Eventually, my parents found out through an email about me wanting to die. Thankfully, they signed me up to see a psychologist, let me talk to someone who was a professional and able to help me through those dark times, at least I thought that was their job.

When I first met my psychologist, I liked them. They were calming and talked to me like a human being, not like a patient. They helped me to open up a little bit and put some of my feelings into words. During my time with them, I left my abusive relationship and we worked towards healing me emotionally. I knew I could not be "cured" of depression, but they well helping me to learn how to better manage it.

During one visit, I mentioned something about how the sun coming in from the window behind them looked cool. Suddenly, they changed, claiming that I am able to see auras and that not all of the emotions I feel are my own. They began asking if I have ever noticed colors around people or felt other's emotions or their guilt. They started going over what different color auras people could have and what they mean.
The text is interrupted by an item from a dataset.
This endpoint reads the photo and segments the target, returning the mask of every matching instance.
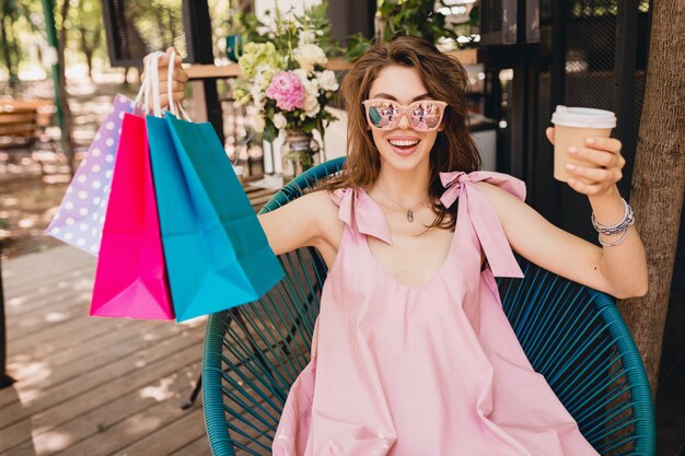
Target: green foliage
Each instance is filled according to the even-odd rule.
[[[373,46],[373,42],[364,38],[361,33],[350,35],[347,38],[347,54],[345,55],[345,59],[347,61],[356,61],[367,50],[371,49],[371,46]]]
[[[390,40],[396,35],[409,35],[436,43],[438,38],[456,38],[454,30],[445,24],[444,14],[437,10],[446,7],[432,0],[383,0],[376,15],[381,22],[380,38]]]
The precious hour meant to help me became into what felt like psychic training. I still felt broken inside, but they were making me feel as if the feelings I felt were mine but possibly my abuser or just the person sitting next to me in class. I felt betrayed by the one person whose whole job was to help me.
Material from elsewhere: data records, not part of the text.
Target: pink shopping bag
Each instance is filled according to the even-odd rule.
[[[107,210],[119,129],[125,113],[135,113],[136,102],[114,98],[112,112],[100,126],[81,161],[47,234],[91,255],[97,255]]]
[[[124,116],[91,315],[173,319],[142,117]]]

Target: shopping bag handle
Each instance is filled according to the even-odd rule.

After a few more sessions, I told my mom that I thought I was better and no longer needed to see a psychologist. It was a lie, but I could not keep seeing them, and feeling as if I was crazy. I have not really sought out professional help since then. I know that was a rare case and there are thousands of wonderful psychologist and psychiatrist that excel at their job. I am just afraid that I will be made to feel like that once again.

One day, I may seek professional help again, but my fear will always be there. I trusted them, and that trust was broken. I just hope that trust can be repaired again.

IF YOU OR SOMEONE YOU KNOW ARE STRUGGLING WITH SUICIDAL THOUGHTS AND/OR TENDENCIES, REACH OUT IMMEDIATELY. NO ONE SHOULD GO THROUGH THIS ALONE. SUICIDE IS SERIOUS.